Intervention de Pierre Moscovici

Réunion du 13 novembre 2013 à 14h00
Commission des finances, de l'économie générale et du contrôle budgétaire

Pierre Moscovici, ministre de l'Économie et des finances :

Les projets de loi de finances rectificatives de fin d'année présentent en général un intérêt limité : il s'agit souvent de véhicules législatifs sans fil rouge, qui se contentent de juxtaposer des ajustements techniques ou des mesures ponctuelles de mise en conformité avec le droit communautaire. Nous avons la prétention de penser que ce texte est un peu différent, dans la mesure où nous lui avons assigné un rôle de catalyseur de la croissance et de la compétitivité, dans le prolongement de la politique économique que nous menons depuis dix-huit mois.

L'activité économique a clairement changé de tendance. Depuis le printemps, les résultats dont nous disposons, de même que les enquêtes et les prévisions de toutes les institutions internationales – Commission européenne, FMI, OCDE –, font état d'une tendance de l'ordre de 1 % environ en rythme annuel, ce qui n'exclut pas les à-coups : les chiffres pour le troisième trimestre seront publiés demain – je ne les connais pas encore –, mais l'INSEE a prévu qu'il serait presque étal ; en revanche, les prévisions pour le quatrième trimestre, tant de la Banque de France que de l'INSEE, sont plus encourageantes, avec une progression attendue de 0,4 % du PIB. Toujours est-il que le Haut Conseil des finances publiques estime désormais que nos prévisions – une croissance de 0,1 % ou 0,2 % en 2013, de 0,9 % en 2014 et de 1,7 % en 2015 – sont réalistes. La reprise est fragile, elle doit être consolidée par le renforcement de notre compétitivité et par la réorganisation du financement de notre économie, mais elle ne cesse de s'affirmer.

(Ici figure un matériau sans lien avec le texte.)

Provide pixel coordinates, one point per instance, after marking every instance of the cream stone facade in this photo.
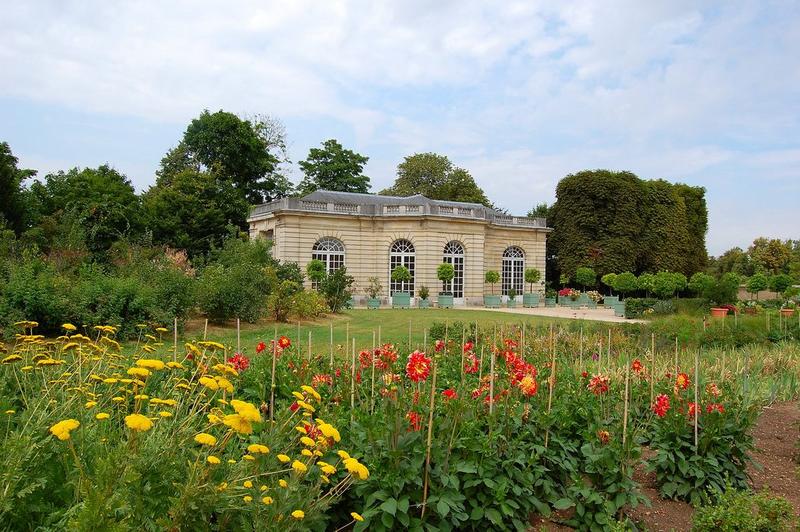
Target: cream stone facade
(371, 234)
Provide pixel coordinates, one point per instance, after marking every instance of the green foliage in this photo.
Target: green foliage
(336, 287)
(193, 211)
(491, 277)
(333, 168)
(532, 276)
(625, 282)
(585, 276)
(315, 269)
(740, 510)
(401, 274)
(756, 283)
(435, 177)
(701, 284)
(627, 224)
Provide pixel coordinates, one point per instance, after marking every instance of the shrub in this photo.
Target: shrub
(745, 512)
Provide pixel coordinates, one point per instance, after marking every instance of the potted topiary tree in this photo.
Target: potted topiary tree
(445, 273)
(374, 289)
(423, 297)
(531, 299)
(401, 299)
(512, 298)
(491, 301)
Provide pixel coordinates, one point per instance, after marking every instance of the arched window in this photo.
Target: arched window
(401, 254)
(513, 270)
(330, 251)
(454, 254)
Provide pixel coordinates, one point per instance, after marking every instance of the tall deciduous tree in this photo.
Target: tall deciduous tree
(193, 210)
(12, 193)
(333, 167)
(434, 176)
(232, 149)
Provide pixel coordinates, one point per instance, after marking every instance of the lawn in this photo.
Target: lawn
(394, 325)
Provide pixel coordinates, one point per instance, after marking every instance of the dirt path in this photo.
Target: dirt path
(776, 435)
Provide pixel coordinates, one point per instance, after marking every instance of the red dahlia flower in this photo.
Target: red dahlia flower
(661, 405)
(418, 367)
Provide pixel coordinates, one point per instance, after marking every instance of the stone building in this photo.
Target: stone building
(371, 235)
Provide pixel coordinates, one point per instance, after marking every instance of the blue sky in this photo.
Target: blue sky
(518, 93)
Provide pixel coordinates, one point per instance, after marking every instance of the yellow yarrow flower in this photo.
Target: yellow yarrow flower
(138, 422)
(62, 429)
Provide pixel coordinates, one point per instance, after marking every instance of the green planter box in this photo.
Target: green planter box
(401, 300)
(445, 301)
(530, 300)
(491, 301)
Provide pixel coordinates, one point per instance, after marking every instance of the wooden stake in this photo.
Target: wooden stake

Poursuivre les réformes afin de soutenir la croissance, rétablir les équilibres financiers, redresser les comptes publics et l'appareil productif : tel est le cap fixé par le Président de la République – et que nous réaffirmons ici.

Le présent projet de loi de finances rectificative confirme la prévision d'un déficit de 4,1 % du PIB en 2013 – soit une amélioration substantielle –, alors que la croissance est restée très inférieure à son potentiel : de ce fait, nous avons réalisé un effort structurel sans précédent de 1,7 point de PIB – Bernard Cazeneuve y reviendra en détail. Dans ce contexte, nous avons voulu faire de ce projet de loi un outil de mobilisation en faveur de l'activité économique. Cette ambition se décline en trois volets : une réorganisation structurelle du financement de l'économie, qui comprend une réforme de l'assurance-vie et une réforme du capital investissement d'entreprise ; une rénovation des outils de soutien financier à l'exportation ; enfin, des mesures de simplification.

La réforme de l'assurance-vie vise à drainer une partie du premier support d'épargne financière des ménages vers des placements plus utiles à l'économie, en particulier vers des investissements en actions dans les PME et les établissements de taille intermédiaire – ETI –.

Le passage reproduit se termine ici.